Dieses Denken in Freund-Feind-Kategorien sei typisch für Kriegsdiskurse, betonte der Linguistik-Professor an der Universität Siegen: "Differenzierung ist dabei der größte Feind, weil es nicht darum geht, argumentativ zu überzeugen, sondern nur darum zu gewinnen." Medien verstärkten diese Tendenz, weil Polarisierung, Personalisierung und Streit für mehr Aufmerksamkeit sorgten als abwägende Argumente.
Es geht um Deutungshoheit
Begriffe wie "diplomatische Initiative" auf der einen und "Sieg der Ukraine" auf der anderen Seite stünden für die Pole in diesem diskursiven Gegeneinander. Die Verwendung dieser und anderer Wörter wie "Defensivwaffen" oder "Lumpen-Pazifisten" sei Teil strategischer Kommunikation in einem Ringen um Deutungshoheit, sagte der Wissenschaftler, der ein Online-Glossar zum Ukraine-Krieg zusammengestellt hat.

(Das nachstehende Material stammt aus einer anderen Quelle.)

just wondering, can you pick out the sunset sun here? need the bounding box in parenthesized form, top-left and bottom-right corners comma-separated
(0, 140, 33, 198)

Ein Jahr nach Beginn des völkerrechtswidrigen russischen Angriffskrieges habe sich in Deutschland die Alltagssprache "politisch aufgeladen" und der militärische Sprachgebrauch normalisiert, erläuterte der Germanist: "Das bedeutet auch, dass der Einsatz von Waffen als Mittel zu Konfliktlösung ebenfalls normaler wird. Man gewöhnt sich daran, dass Waffen und Aufrüstung halt zum Friedenserhalt dazugehören." Das sei ein Bruch mit dem politisch-moralischen Diskurs der vergangenen Jahrzehnte.
Der Wissenschaftler warb für eine differenzierte und sachliche Debatte darüber, wie den Menschen in der Ukraine am besten geholfen werden könne. "Wir sollten davon ausgehen, dass - fast - alle möchten, dass das Leid beendet wird", schlug Vogel vor: "Der beste Weg wird aber nicht gefunden, wenn man im Anderen sofort den Feind vermutet und es nicht mehr um die Sache geht."